Floating-point constants can appear only in floating-point directives and in the floating-point load immediate instructions. Floating-point constants have the following format:
[[+|-]] d1 [[d2]] {e|E} [[+|-]] d3
Constant | Description |
d1 | Required. Written as a decimal integer and denotes the integral part of the floating-point value. |
d2 | Optional. Written as a decimal integer and denotes the fractional part of the floating-point value. |
d3 | Required. Written as a decimal integer and denotes a power of 10. |
Note The plus (+) and minus (-) symbols are optional.
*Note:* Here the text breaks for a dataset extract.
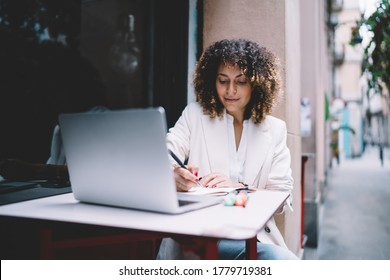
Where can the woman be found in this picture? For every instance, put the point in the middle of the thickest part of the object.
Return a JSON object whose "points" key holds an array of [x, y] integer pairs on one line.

For example, the number .02173 can be represented as 21.73E-3
The floating-point directives (such as .float and .double) may optionally use hexadecimal floating-point constants instead of decimal constants. A hexadecimal floating-point constant consists of the following elements:
[[+|-]] 0x [[1|0]] hex-digits h0x hex-digits
The assembler places the first set of hexadecimal digits (excluding the 0 or 1 preceding the decimal point) in the mantissa field of the floating-point format without attempting to normalize it. It stores the second set of hexadecimal digits in the exponent field without biasing them. If the mantissa appears to be denormalized, it checks to determine whether the exponent is appropriate. Hexadecimal floating-point constants are useful for generating IEEE special symbols and for writing hardware diagnostics.
For example, both of the following directives generate the single-precision number 1.0:
.float 1.0e+0
.float 0x1.0h0x7f
The assembler uses normal (nearest) rounding mode to convert floating-point constants.